A producer of cereal measures part of its product quality by measuring box weight. It has established that each box should be 475 grams ± 5 grams. When the production was known to be under control, it obtained samples of 5 boxes and measured their weight. It then calculated the sample range R and sample mean x¯ (x bar). It then calculated the average of the ranges as R¯ = 5.5 grams and the average of the sample means as x¯¯ (x double bar)= 474.36 grams.

(a) Calculate the UCLR and the LCLR.

(b) Calculate the UCLx¯ and the LCLx¯.

(c) This week, the company obtained 25 samples of box weights, again using 5 boxes per sample. The measurements were:

criteria	measurement
minimum R	0.6 grams
maximum R	9.8 grams
minimum x bar	472.84 grams
maximum x bar	476.12 grams

Is the system still under control?

(d) Given the required box weight specifications, is the current system capable of 6σ quality? (the standard deviation was measured to be σ = 1.2731)

(e) A production engineer believes that a new system will reduce the box weight standard deviation by 45%. Assuming that production will remain under control with the same R¯ (R bar) and x¯¯ (x double bar), should the company implement the proposed system?

Answer 1

Average range = R¯ = 5.5 grams

average of the sample means = x¯¯ (x double bar) = 474.36 grams.

For sample size of 5 units, A₂ = 0.577 , d₃ = 0 , d₄ = 2.115

(a) Calculate the UCLR and the LCLR.

UCL_R = (d₄)*R¯ = 2.115 x 5.5 = 11.6325

LCL_R = (d₃)*R¯ = 0 x 5.5 = 0

UCL_R = 11.6325

LCL_R = 0

(b) Calculate the UCLx¯ and the LCLx¯.

UCL_x¯ = (x¯ ¯ ) + (d₄)*R¯ = 474.36 + (0.577)*5.5   

UCL_x¯ = 477.5335

LCL_x¯ = (x¯ ¯ ) - (d₄)*R¯ = 474.36 - (0.577)*5.5   

LCL_x¯ = 471.1865

Part c:

criteria	measurement	Control Limits to compare	Comment
minimum R	0.6 grams	LCLR = 0	Since min. R is more than LCLR, the process is in control
maximum R	9.8 grams	UCLR = 11.6325	Since max. R is less than UCLR, the process is in control
minimum x bar	472.84 grams	LCLx¯ = 471.1865	Since min. x¯ is more than LCLx¯, the process is in control
maximum x bar	476.12 grams	UCLx¯ = 477.5335	Since max. x¯ is less than UCLx¯, the process is in control

Since all the criteria measurements are within the limits the process is still in control.

Part d.

For the given process:

Product specifications are: 475 grams ± 5 grams.

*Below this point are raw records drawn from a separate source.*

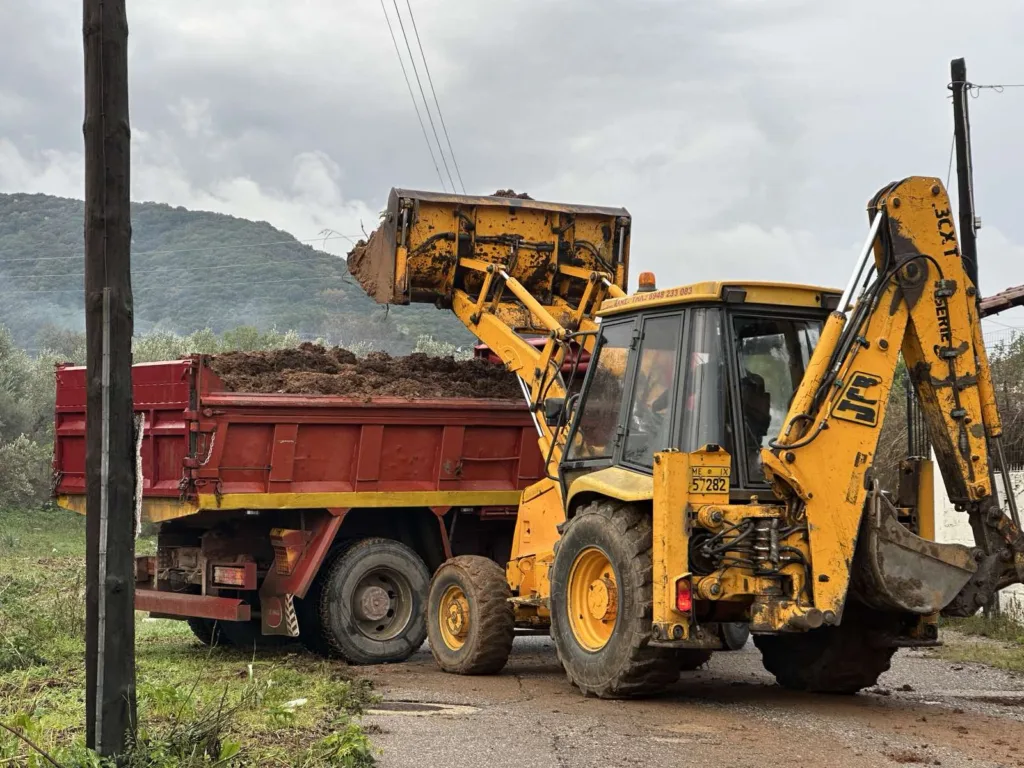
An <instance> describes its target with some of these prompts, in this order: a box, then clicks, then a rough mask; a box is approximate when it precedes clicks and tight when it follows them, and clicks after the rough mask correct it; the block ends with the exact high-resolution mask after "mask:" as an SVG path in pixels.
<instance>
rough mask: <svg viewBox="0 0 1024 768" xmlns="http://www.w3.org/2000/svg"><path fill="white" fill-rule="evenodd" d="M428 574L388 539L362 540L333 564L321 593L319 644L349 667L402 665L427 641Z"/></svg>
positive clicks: (353, 545)
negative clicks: (366, 665) (426, 621)
mask: <svg viewBox="0 0 1024 768" xmlns="http://www.w3.org/2000/svg"><path fill="white" fill-rule="evenodd" d="M429 586H430V573H429V572H428V571H427V566H426V565H425V564H424V562H423V560H422V558H421V557H420V556H419V555H418V554H416V552H414V551H413V550H412V549H410V548H409V547H407V546H406V545H404V544H401V543H400V542H396V541H394V540H392V539H364V540H362V541H360V542H356V543H354V544H352V545H351V546H349V547H348V549H346V550H345V552H344V554H342V555H341V556H340V557H338V558H337V559H336V560H334V562H332V563H331V565H330V566H329V568H328V569H327V572H326V574H325V577H324V583H323V588H322V589H321V590H319V606H318V607H319V611H318V612H319V624H321V632H322V634H323V640H324V642H325V644H326V645H327V647H328V649H329V650H330V652H331V653H332V654H337V655H339V656H341V657H342V658H344V659H345V660H347V662H348V663H349V664H353V665H365V664H392V663H395V662H404V660H406V659H407V658H409V657H410V656H411V655H412V654H413V653H414V652H415V651H416V650H417V649H418V648H419V647H420V646H421V645H423V641H424V640H425V639H426V637H427V628H426V616H425V602H426V596H427V591H428V589H429Z"/></svg>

Upper Specification limit (USL) = 475+5 = 480 grams

Lower Specification Limit (LSL) = 475 – 5 = 470 grams

Process performance is:

average of the sample means = x¯¯ = process average = 474.36 grams.

Process standard deviation = σ = 1.2731

The process capability is given as follows:

Cp = (USL – LSL) / (6* σ) = (480 – 470)/(6*1.2731)

Cp = 1.31

Since for 6 sigma level capability, the process capability ratio should be 2. Since the Cp is less than 2, the process is not capable of 6σ quality.

Part e.

Reduction in the standard deviation of process = 45%

New standard deviation = old SD – (0.45*old SD) = 1.2731 – (0.45*1.2731)

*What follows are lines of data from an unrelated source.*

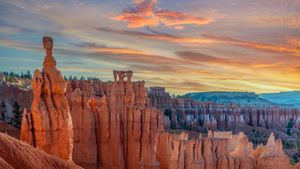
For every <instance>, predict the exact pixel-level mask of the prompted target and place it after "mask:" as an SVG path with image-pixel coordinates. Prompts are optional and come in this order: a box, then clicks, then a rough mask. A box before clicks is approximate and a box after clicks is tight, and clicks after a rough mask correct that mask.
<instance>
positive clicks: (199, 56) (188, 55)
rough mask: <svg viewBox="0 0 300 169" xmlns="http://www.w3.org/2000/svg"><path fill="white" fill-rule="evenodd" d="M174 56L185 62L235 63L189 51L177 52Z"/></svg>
mask: <svg viewBox="0 0 300 169" xmlns="http://www.w3.org/2000/svg"><path fill="white" fill-rule="evenodd" d="M176 54H177V55H178V56H179V57H180V58H182V59H185V60H191V61H195V62H209V63H235V62H233V61H230V60H229V59H224V58H219V57H215V56H210V55H206V54H203V53H198V52H190V51H178V52H176Z"/></svg>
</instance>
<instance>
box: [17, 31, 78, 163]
mask: <svg viewBox="0 0 300 169" xmlns="http://www.w3.org/2000/svg"><path fill="white" fill-rule="evenodd" d="M43 44H44V48H45V50H46V56H45V60H44V63H43V71H42V72H40V71H39V70H35V72H34V77H33V80H32V89H33V101H32V105H31V112H30V113H26V112H24V115H23V119H22V127H21V128H22V129H21V140H23V141H26V142H28V143H29V144H31V145H33V146H34V147H37V148H39V149H42V150H44V151H45V152H48V153H49V154H53V155H56V156H58V157H61V158H63V159H66V160H71V159H72V149H73V131H72V119H71V114H70V109H69V105H68V101H67V98H66V96H65V91H66V83H65V81H64V79H63V77H62V75H61V73H60V72H59V71H58V70H57V69H56V67H55V66H56V61H55V59H54V57H53V56H52V46H53V41H52V39H51V38H50V37H44V38H43Z"/></svg>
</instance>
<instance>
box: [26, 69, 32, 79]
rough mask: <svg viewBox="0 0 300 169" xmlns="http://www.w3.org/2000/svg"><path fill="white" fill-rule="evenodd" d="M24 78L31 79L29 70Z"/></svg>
mask: <svg viewBox="0 0 300 169" xmlns="http://www.w3.org/2000/svg"><path fill="white" fill-rule="evenodd" d="M26 76H27V78H29V79H32V75H31V73H30V71H29V70H28V71H27V73H26Z"/></svg>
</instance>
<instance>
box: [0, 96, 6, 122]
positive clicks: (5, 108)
mask: <svg viewBox="0 0 300 169" xmlns="http://www.w3.org/2000/svg"><path fill="white" fill-rule="evenodd" d="M5 118H6V105H5V103H4V101H2V102H1V111H0V120H3V121H4V120H5Z"/></svg>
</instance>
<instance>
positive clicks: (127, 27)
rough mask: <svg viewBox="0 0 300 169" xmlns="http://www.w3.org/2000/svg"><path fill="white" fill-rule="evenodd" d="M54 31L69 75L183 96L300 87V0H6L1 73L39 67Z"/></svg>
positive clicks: (23, 69)
mask: <svg viewBox="0 0 300 169" xmlns="http://www.w3.org/2000/svg"><path fill="white" fill-rule="evenodd" d="M46 35H47V36H52V38H53V39H54V49H53V55H54V57H55V58H56V60H57V68H58V69H59V70H60V71H61V72H62V73H63V74H64V75H66V76H70V75H73V76H77V77H80V76H96V77H99V78H100V79H101V80H103V81H108V80H112V79H113V75H112V71H113V70H133V72H134V74H133V80H145V81H146V85H147V86H164V87H166V89H167V91H169V92H170V93H175V94H183V93H188V92H197V91H247V92H256V93H269V92H279V91H293V90H300V0H118V1H117V0H64V1H61V0H51V1H49V0H40V1H38V0H0V71H14V72H21V71H23V72H25V71H27V70H31V71H34V70H35V69H41V67H42V62H43V58H44V55H45V54H44V51H43V47H42V42H41V39H42V36H46Z"/></svg>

New standard deviation = 0.7

The new process capability is given as follows:

Cp = (USL – LSL) / (6* σ) = (480 – 470)/(6*0.7)

Cp = 2.38

For 6 sigma quality level, the process capability ratio should be 2. Since the Cp is greater than 2, the process is capable of 6σ quality. Yes, company should implement proposed system.